Paediatric Strategy Forum
for Medicinal Product Development of Epigenetic Modifiers in Children and Adolescents
23-24 January 2020
Wyndham Philadelphia Historic District Hotel, 400 Arch Street, Philadelphia, USA
PRESS RELEASE: Groundbreaking Childhood Cancer Collaborative Comes to the U.S. for the First Time
The first ACCELERATE Paediatric Strategy Forum in the US – a focus on Epigenetic Modifiers
th multi-stakeholder Paediatric Strategy Forum, organised by ACCELERATE with the support of the Alex’s Lemonade Stand Foundation and in collaboration with the European Medicines Agency (EMA) and with participation of the Food and Drug Administration (FDA) was held in Philadelphia on 23 and 24 January 2020 and focused on epigenetic modifiers in children and adolescents.

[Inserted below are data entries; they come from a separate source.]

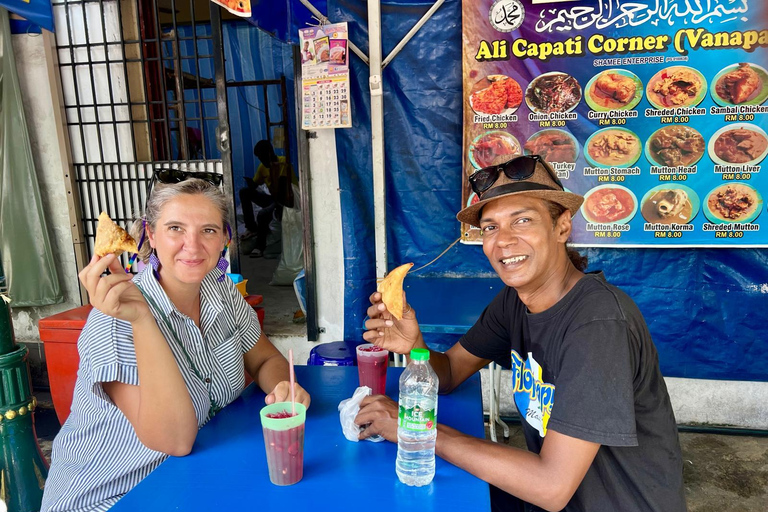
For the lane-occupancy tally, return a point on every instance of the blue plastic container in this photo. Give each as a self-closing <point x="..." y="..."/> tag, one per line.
<point x="336" y="353"/>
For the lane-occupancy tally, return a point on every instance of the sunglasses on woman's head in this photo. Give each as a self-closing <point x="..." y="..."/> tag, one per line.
<point x="172" y="176"/>
<point x="517" y="169"/>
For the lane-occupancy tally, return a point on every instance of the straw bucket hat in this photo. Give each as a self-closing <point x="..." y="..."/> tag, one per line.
<point x="540" y="184"/>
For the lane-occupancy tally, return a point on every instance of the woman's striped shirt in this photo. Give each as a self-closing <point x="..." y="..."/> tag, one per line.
<point x="97" y="456"/>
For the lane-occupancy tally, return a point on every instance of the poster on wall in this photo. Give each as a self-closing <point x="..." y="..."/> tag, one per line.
<point x="325" y="77"/>
<point x="654" y="111"/>
<point x="241" y="8"/>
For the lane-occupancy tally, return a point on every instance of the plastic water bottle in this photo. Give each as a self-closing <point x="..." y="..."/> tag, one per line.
<point x="417" y="421"/>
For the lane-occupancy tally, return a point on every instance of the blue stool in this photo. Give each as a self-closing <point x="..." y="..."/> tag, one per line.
<point x="336" y="353"/>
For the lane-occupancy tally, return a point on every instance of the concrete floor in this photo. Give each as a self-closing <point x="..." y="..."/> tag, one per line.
<point x="280" y="303"/>
<point x="722" y="473"/>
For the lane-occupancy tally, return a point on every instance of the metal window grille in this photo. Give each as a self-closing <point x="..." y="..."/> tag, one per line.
<point x="139" y="87"/>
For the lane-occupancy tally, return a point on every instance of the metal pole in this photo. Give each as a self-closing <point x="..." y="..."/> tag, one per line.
<point x="302" y="163"/>
<point x="223" y="129"/>
<point x="377" y="137"/>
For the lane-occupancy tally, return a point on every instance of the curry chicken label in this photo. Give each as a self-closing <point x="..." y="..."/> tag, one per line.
<point x="655" y="112"/>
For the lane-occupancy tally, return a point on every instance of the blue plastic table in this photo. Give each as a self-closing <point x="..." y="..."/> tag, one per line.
<point x="227" y="469"/>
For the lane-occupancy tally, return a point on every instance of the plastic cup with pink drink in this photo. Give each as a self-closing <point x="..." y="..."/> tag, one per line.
<point x="284" y="441"/>
<point x="372" y="363"/>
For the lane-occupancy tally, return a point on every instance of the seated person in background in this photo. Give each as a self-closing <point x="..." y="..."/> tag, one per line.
<point x="161" y="353"/>
<point x="596" y="415"/>
<point x="277" y="174"/>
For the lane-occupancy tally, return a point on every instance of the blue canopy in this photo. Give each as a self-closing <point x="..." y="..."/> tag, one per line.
<point x="38" y="12"/>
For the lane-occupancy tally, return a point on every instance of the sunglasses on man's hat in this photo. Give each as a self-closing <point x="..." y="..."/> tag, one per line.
<point x="517" y="169"/>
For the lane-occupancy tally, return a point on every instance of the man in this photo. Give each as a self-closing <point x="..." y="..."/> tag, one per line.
<point x="277" y="174"/>
<point x="595" y="411"/>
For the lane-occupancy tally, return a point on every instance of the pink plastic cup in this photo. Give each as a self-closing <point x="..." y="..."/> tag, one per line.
<point x="284" y="442"/>
<point x="372" y="363"/>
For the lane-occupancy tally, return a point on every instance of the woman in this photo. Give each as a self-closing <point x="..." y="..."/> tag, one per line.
<point x="161" y="353"/>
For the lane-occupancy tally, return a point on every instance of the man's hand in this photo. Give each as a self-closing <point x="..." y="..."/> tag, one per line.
<point x="282" y="393"/>
<point x="384" y="330"/>
<point x="379" y="413"/>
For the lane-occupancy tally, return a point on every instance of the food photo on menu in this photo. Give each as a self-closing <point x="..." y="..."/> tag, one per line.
<point x="609" y="204"/>
<point x="739" y="144"/>
<point x="676" y="86"/>
<point x="670" y="204"/>
<point x="744" y="83"/>
<point x="553" y="92"/>
<point x="613" y="147"/>
<point x="496" y="94"/>
<point x="553" y="145"/>
<point x="493" y="148"/>
<point x="614" y="89"/>
<point x="733" y="202"/>
<point x="675" y="145"/>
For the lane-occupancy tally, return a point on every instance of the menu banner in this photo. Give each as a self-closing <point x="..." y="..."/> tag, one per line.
<point x="653" y="111"/>
<point x="325" y="77"/>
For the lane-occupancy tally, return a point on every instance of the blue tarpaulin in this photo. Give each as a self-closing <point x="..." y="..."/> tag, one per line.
<point x="39" y="12"/>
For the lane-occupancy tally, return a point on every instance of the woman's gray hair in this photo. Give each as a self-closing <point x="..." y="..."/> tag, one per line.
<point x="162" y="194"/>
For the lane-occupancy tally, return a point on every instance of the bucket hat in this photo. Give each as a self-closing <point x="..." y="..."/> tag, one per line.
<point x="531" y="176"/>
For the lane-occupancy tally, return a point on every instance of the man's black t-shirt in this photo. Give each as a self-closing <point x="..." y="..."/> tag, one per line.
<point x="587" y="368"/>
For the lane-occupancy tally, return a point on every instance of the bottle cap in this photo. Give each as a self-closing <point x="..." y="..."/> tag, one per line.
<point x="420" y="354"/>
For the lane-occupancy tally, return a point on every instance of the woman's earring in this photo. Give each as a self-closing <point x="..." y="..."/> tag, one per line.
<point x="223" y="264"/>
<point x="154" y="262"/>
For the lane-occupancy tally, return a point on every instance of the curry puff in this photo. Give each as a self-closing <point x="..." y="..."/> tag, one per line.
<point x="391" y="289"/>
<point x="111" y="238"/>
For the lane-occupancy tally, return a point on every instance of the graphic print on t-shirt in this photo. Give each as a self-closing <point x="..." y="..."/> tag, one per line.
<point x="533" y="397"/>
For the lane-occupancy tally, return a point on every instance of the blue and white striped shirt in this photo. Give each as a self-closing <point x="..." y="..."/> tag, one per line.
<point x="97" y="456"/>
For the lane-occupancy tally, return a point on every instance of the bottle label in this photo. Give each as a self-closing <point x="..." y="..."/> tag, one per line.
<point x="417" y="419"/>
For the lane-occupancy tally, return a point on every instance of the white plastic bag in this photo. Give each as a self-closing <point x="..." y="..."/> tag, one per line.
<point x="348" y="410"/>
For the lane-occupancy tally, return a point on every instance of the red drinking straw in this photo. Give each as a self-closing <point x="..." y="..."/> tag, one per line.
<point x="293" y="388"/>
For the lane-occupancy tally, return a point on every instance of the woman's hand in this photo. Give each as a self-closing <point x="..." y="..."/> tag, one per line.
<point x="282" y="393"/>
<point x="114" y="295"/>
<point x="378" y="414"/>
<point x="384" y="330"/>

The specific aims of the Forum were:
to identify epigenetic targets or mechanisms of action relevant to paediatric cancers and
to define the landscape for paediatric drug development of epigenetic modifiers.
DNA methyltransferase inhibitors/hypomethylating agents and histone deacetylase (HDAC) inhibitors were largely excluded from discussion as the aim was to discuss those targets for which therapeutic agents are early in development.
Seventy two participants (in person) from both North America and Europe (academic experts, patient advocates from Children’s Cause for Cancer Advocacy, Coalition Against Childhood Cancer, Alex’s Lemonade Stand, KickCancer, Solving Kids’ Cancer and the Andrew McDonough B+ Foundation; EMA [including the Paediatric Committee] and FDA regulators) and representatives from 11 biopharmaceutical companies discussed the scientific rationale for the epigenome to be a therapeutic target across all paediatric malignancies.
A comprehensive overview of the scientific rationale for epigenetic modifiers in paediatric leukaemia, central nervous system tumours and solid tumours was presented as well as the pharmacological and clinical information on seventeen compounds being developed as epigenetic modifiers.
Conclusions of the Forum
The epigenetic landscape is an evolving field and is highly relevant to many paediatric cancers; the biology is elegant and new targets are emerging constantly. Targeting epigenetics is considered a very important therapeutic approach in paediatric malignancy, which has yet to achieve its full potential, as, many targets do not yet have drugs available.
A combination approach is critical for many epigenetic modifiers (e.g. EZH2 and EED) and exploration of the optimum combination should be underpinned by extensive preclinical research in advance of clinical translation.
The Forum greatly encouraged more extensive pre-clinical research. Eight classes of medicinal products were discussed and prioritised, based on the level of science to support early evaluation in children: menin, DOT1L, EZH2, EED, BET, PRMT5, LSD1 inhibitors and retinoic acid receptor alpha agonists. Menin inhibitors should be moved rapidly into paediatric development, in view of their biological rationale, pre-clinical activity and ability to fulfil an unmet clinical need.
A follow up multi-stakeholder meeting focusing on BET inhibitors will be held to define how to prioritise the multiple compounds in clinical development that may need to be evaluated in children and evaluate their specific roles. As epigenetic modifiers are early in development, there is a major opportunity to define the landscape of epigenetic modifiers in order that efficient and optimum plans for their evaluation in children and adolescents are developed. A detailed manuscript describing the conclusions of the Forum is in preparation.